Kaum in Stellingen angekommen, sah ich auch schon die ersten bekannten Gesichter und wir klönten in gemütlicher Runde über dies und das. Schließlich machten wir uns auf in Richtung Stadion. Da in Hamburg „Schmuddelwetter“ angesagt war, entschlossen wir uns den Shuttle-Bus zu nehmen, statt uns auf dem Fußmarsch durchregnen zu lassen.

Als ich in den Block kam, standen die anderen Kollegen auch schon auf unseren Plätzen, so dass sich zumindest bei unserer Mannschaft in der Winterpause nichts verändert hatte. Als das Spiel begann wurde eines relativ schnell klar, ein leichter Winterspaziergang stand den Rothosen nicht bevor. Die Hannoveraner machten von der ersten Minute an Druck in Richtung des Hamburger Tores und wirkten dabei auch noch überlegen. Nach der guten Vorbereitung hatten wir von unserem HSV mehr erwartet, als planlos wirkende Angriffe, die vom Gegner locker abgefangen wurden. In der 41. Spielminute passierte dann das unvermeidliche, Demel brachte einen Spieler der 96er im Strafraum zu Fall und Huszti die Roten mit dem nachfolgenden Elfmeter in Führung.

In der zweiten Halbzeit fand der HSV dann besser ins Spiel und konnte nach der Einwechselung von Paolo Guerrero endlich gute Torchancen rausspielen. In der 70. Minute war es dann endlich soweit, nachdem die 23 eine Vorlage von Guerrero nicht einnetzen konnte, versenkte Olic den Nachschuß dann im Tor der 96er. 1:1! Die Hamburger wollten die Partie noch für sich entscheiden, kamen aber nicht mehr zum Abschluß. So endete das Spiel dann mit einem verdienten Unentschieden. Es war wie im Theater, auf eine tolle Generalprobe, folgt meistens eine verpatzte Premiere – Schade.

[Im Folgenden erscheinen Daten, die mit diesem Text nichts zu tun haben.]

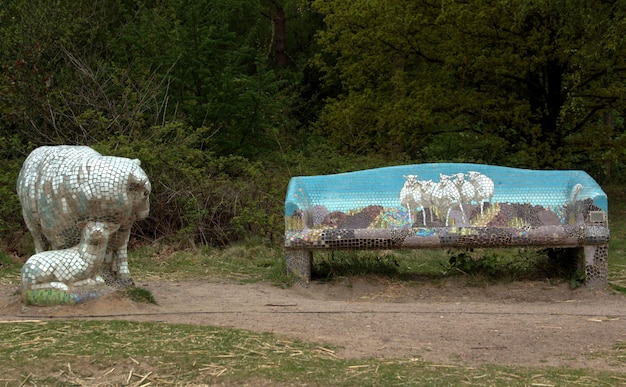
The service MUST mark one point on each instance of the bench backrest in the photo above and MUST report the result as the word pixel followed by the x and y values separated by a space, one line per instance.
pixel 353 191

Aber was war das für eine Leistung von dem Schiedsrichtergespann? Gegen den HSV wurde jede kleine Berührung gepfiffen, während die Hannoveraner mit unseren spielern machen durften was Sie wollten. Liebe Schiedsrichter, wenn ich auf der einen Seite kleinlich pfeife, muß ich das auch auf der Anderen machen, ansonsten bekommt ein Spiel schnell ein „Geschmäckle“ und so ist der durch das Publikum auch verständlich gewesen. Ich hoffe das einige Offizielle des DFB dieses Spiel gesehen haben und hier entsprechend handeln werden.

Apropos Publikum,

das war mal wieder nichts mit dem Support aus Block 25. Zum einen war die Kurve über lange Strecken einfach ruhig und zum anderen kann ich nicht verstehen wie man bei einem Spiel wo beide Vereine mit HSV abgekürzt werden, immer wieder nur HSV schreien kann. Bei einem solchen Spiel sollten nur Texte angestimmt werden die klar machen wen man meint und davon haben wir sicherlich genug in unserem Liedgut, um UNSERE Mannschaft 90 Minuten lang nach vorn zu peitschen.

Kepp commercials and politics out of football!